Should You Really Lower Your Prices?
Not long ago a friend told me about a local health club in her area in the United States. When the club was under construction the owners opened a pre-sale offer and charged members approximately $20USD (or 12 pounds) per month for membership. After the opened they began charging a $170 sign-up fee on top of their $20 per month membership.
It’s a huge health club with lots of equipment and amenities. It’s in a decent location. Still, even at this relatively inexpensive price, the economy is taking its toll. Guess what they’re charging now?

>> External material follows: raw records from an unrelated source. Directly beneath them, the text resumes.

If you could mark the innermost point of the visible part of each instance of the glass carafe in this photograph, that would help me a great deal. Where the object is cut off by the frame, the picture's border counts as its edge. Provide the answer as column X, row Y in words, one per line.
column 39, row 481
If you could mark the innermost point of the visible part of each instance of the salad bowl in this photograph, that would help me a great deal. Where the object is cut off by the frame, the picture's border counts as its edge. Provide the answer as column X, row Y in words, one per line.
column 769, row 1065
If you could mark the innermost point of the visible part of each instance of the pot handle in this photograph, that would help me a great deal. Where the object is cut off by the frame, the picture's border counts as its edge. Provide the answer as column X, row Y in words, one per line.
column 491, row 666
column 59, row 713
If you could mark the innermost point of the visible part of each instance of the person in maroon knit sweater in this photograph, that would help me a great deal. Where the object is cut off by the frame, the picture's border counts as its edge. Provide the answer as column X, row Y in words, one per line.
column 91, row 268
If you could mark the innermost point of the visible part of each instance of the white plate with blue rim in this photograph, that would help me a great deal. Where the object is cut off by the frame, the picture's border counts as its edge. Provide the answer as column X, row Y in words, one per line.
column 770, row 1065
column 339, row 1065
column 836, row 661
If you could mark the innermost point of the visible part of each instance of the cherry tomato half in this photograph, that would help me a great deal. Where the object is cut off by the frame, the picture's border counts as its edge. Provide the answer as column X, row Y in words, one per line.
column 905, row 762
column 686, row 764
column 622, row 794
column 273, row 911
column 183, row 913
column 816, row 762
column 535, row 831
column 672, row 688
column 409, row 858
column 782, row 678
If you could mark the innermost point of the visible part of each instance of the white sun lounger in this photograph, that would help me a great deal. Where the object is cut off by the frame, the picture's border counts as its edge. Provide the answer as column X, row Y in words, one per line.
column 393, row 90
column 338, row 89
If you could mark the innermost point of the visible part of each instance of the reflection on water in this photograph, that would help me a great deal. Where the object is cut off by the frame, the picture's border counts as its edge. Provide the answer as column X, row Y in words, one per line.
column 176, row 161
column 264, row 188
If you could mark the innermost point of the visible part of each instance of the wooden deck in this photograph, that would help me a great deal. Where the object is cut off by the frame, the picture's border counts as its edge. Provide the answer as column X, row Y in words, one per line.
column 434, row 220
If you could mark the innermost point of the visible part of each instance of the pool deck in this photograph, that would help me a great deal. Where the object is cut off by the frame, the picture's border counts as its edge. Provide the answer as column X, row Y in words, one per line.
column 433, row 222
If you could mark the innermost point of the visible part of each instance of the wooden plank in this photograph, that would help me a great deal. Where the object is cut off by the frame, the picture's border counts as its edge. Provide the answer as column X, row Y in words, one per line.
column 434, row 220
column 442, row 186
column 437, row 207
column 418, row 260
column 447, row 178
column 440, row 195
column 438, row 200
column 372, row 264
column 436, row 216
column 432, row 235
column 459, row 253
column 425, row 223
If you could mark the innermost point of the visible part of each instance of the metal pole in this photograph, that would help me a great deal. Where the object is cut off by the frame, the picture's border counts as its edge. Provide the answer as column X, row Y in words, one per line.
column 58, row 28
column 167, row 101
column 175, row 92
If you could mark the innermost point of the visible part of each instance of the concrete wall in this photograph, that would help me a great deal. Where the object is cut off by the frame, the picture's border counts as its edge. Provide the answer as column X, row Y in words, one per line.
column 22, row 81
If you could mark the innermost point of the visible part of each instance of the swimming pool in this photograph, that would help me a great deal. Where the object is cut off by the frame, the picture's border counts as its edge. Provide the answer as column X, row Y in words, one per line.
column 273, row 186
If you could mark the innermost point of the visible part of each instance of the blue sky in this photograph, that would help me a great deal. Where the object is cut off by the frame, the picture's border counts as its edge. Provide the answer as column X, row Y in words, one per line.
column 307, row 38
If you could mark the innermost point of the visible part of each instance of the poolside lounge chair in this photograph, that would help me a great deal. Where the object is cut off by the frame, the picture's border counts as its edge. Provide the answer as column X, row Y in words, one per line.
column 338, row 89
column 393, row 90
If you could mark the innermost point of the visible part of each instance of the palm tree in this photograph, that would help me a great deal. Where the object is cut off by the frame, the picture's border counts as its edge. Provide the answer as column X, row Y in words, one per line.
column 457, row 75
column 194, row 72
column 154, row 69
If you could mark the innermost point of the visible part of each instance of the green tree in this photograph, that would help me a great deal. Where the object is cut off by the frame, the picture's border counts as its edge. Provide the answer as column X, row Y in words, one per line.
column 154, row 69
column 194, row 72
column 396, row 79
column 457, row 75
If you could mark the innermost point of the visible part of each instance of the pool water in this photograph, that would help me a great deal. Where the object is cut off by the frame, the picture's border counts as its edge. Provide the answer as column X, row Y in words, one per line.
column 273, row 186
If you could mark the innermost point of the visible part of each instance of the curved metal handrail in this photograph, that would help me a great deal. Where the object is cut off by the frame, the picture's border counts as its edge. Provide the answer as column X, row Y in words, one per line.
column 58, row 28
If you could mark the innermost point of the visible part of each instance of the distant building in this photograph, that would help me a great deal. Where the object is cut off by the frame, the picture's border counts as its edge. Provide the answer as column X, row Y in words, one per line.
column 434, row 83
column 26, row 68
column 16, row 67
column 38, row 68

They’ve now moved to a $20 sign-up fee and are charging $9.99 per month for membership. Imagine that – paying only $120 per year (75 pounds for us) for a gym/health club membership!
Sounds great, doesn’t it?
It’s really not.
The problems here are many. The health club is struggling so they lower their prices. As they cut prices they reduce the amount of income they bring in (or had budgeted to bring in) and before you know it they don’t have enough money to pay all the bills. They get rid of a few trainers and staff members and suddenly there isn’t enough staff on site to serve the customers properly. More customers end up leaving the club because they’re unhappy.
All this health club managed to do was to extend his fate a little while longer. Unless they can find a way to better their customer service experiences without slashing prices they’ll never succeed. They’ve essentially doomed themselves to failure.
So I ask you this – do you really need to cut prices in order to make a sale? Probably not. Choose a reasonable price and remain firm. As your competitors clamor to offer lower prices just remember that they can’t survive on that type of income forever. They’ll either change back or fail and when that happens you’ll be ready and willing to service their lost clients.